Robin Feuer Miller wins Guggenheim in Humanities

She will work on a book on Dostoevsky and Tolstoy during fellowship

The John Simon Guggenheim Memorial Foundation has awarded Robin Feuer Miller, PhD, the Edytha Macy Gross Professor of Humanities, a fellowship to complete a book project on two towering figures of the 19th-century Russian novel, Fyodor Dostoevsky and Leo Tolstoy.

Miller is one of 175 scholars, artists and scientists awarded a 2013 Guggenheim fellowship from a group of almost 3,000 applicants in the United States and Canada. Calling the winners “the best of the best,” the foundation said this year’s fellows represent 56 disciplines, 85 different academic institutions, 30 states and three Canadian provinces.

Robin Feuer“I am so excited about tackling this project and by the Guggenheim Foundation’s support of it — I can’t wait to start,” says Miller, who has devoted her academic career to Russian and comparative literature and is known for crossing disciplinary boundaries in her classes —team-teaching literature and studio arts in the same class, for example.

An author of several books about Dostoevsky and Tolstoy, Miller says the two literary contemporaries inevitably invite comparison (they never did meet) and are most often remembered by readers for the unforgettable characters that inhabit the almost endless pages of their novels.
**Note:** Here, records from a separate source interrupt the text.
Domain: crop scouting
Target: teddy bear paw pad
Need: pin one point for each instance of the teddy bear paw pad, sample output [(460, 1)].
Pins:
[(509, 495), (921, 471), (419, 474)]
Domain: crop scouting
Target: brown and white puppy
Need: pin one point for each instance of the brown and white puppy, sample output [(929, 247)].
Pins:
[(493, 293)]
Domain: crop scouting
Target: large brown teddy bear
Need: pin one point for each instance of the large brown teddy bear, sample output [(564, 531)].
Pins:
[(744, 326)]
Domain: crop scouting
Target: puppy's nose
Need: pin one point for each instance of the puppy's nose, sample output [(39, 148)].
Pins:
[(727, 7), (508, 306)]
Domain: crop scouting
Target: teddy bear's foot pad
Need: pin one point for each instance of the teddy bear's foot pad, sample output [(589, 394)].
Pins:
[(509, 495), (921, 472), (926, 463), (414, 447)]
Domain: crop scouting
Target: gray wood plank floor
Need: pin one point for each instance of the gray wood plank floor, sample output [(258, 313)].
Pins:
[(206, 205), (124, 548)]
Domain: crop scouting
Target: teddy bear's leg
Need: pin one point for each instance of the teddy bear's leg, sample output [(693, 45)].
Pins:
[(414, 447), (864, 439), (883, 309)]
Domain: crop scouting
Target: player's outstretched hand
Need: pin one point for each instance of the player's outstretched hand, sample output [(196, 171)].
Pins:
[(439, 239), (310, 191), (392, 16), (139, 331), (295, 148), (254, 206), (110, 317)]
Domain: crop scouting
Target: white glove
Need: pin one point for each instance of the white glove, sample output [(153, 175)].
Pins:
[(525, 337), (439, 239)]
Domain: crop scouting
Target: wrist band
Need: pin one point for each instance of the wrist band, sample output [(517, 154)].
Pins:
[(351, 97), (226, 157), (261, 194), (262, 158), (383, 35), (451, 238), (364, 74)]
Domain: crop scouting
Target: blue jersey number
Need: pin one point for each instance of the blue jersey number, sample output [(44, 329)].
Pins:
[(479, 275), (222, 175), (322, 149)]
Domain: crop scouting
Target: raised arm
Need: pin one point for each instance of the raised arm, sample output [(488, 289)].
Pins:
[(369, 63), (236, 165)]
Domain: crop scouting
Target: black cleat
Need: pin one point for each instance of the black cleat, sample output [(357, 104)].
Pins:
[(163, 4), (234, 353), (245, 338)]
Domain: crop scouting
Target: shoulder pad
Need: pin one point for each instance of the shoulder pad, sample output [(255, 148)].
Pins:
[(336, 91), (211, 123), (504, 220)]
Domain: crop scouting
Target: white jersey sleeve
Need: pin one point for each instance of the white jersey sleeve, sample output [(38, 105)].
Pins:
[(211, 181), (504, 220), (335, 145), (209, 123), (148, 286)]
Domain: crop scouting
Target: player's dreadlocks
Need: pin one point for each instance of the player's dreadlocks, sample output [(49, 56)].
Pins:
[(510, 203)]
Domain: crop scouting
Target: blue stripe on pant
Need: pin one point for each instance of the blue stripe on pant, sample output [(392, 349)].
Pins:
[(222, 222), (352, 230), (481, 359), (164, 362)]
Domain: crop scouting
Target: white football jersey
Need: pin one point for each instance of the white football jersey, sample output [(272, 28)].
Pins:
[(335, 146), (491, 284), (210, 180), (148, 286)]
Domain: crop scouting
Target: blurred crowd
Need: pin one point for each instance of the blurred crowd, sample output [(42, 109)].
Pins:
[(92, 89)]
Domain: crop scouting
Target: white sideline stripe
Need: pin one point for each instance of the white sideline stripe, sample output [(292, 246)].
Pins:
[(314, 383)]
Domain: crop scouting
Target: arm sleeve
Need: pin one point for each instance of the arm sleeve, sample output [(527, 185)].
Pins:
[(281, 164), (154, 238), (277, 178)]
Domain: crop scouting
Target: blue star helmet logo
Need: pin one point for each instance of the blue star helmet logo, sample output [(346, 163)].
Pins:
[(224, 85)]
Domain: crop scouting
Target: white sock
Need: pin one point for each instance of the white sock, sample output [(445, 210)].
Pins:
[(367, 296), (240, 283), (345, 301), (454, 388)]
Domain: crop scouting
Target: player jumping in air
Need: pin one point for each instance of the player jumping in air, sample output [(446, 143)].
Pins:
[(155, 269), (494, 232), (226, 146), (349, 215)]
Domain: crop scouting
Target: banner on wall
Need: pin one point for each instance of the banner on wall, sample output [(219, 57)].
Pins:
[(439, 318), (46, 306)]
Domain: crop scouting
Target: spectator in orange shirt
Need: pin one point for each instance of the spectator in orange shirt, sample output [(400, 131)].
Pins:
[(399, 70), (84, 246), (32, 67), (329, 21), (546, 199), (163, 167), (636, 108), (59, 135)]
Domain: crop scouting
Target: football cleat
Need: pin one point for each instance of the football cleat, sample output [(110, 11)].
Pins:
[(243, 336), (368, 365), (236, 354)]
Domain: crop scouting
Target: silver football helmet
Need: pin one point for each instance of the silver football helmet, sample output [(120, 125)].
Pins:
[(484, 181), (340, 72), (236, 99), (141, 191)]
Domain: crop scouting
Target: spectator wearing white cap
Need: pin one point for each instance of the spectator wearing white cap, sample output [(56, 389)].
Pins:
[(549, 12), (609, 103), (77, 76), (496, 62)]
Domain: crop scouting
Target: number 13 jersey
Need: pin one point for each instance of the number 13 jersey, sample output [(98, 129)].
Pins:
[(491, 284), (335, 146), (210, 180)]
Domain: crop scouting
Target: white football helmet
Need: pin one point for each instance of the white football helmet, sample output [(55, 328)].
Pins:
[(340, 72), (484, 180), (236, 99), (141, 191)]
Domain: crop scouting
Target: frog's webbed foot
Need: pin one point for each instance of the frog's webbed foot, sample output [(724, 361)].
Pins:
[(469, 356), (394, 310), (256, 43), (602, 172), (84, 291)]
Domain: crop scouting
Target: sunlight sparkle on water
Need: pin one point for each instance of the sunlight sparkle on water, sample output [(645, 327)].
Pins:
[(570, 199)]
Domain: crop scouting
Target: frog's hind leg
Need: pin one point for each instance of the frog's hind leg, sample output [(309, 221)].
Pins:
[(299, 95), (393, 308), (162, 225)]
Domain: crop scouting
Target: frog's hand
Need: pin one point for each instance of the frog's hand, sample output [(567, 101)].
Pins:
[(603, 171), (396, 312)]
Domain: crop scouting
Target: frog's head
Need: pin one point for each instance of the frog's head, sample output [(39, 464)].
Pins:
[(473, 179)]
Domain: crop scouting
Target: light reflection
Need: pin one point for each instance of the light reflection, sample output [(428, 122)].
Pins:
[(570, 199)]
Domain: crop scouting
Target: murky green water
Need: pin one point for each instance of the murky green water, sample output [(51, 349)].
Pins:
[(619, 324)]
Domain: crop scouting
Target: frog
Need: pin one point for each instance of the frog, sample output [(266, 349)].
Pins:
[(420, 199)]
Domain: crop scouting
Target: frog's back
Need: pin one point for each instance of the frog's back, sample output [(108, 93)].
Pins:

Much scholarship on these two giants has focused on equally monumental questions, she says: “How shall I live?” “How shall I die?” “Does God exist?”

Miller’s Guggenheim project — “Dostoevsky, Tolstoy and the Small of This World” — intends to turn the grandiosity of their novels inside out. She aims “to approach these writers not through the great plots and the massive heroes of their works, but to creep upon them from the side — to look at these men through the animals, children and minor characters in their works,” she explains.

“The small of this world” refers to a Russian proverb with a vaguely Biblical connotation. Miller’s project explores how Dostoevsky and Tolstoy inform today’s debates about animal rights and animal intelligence, the scourge of bullying, childhood play and moral awareness. It also reexamines the roles of minor characters in their novels, such as Tolstoy’s “Anna Karenina” and Dostoevsky’s “The Brothers Karamazov.” For instance, Miller’s interest in “Anna Karenina” will center not on Kitty, but on her friend Varenka; not Levin, but his brother, Sergei Koznyshev.

For Dostoevsky and Tolstoy, “the ‘small of this world’ loom large,” says Miller.

What makes the project even more unusual is Miller’s decision to forgo the usual literary criticism in favor of incorporating the voices of contemporary writers, philosophers and critics like J.M. Coetzee, Annie Dillard and David Foster Wallace, all of whom have written about “the small of this world” in their own work.

Miller will be a Visiting Fellow next year at St. Edmund Hall at the University of Oxford, where her husband, Brandeis biochemist Christopher Miller, PhD (and a 2004 Guggenheim fellow), has also been invited as a visiting professor and distinguished lecturer at Lincoln College.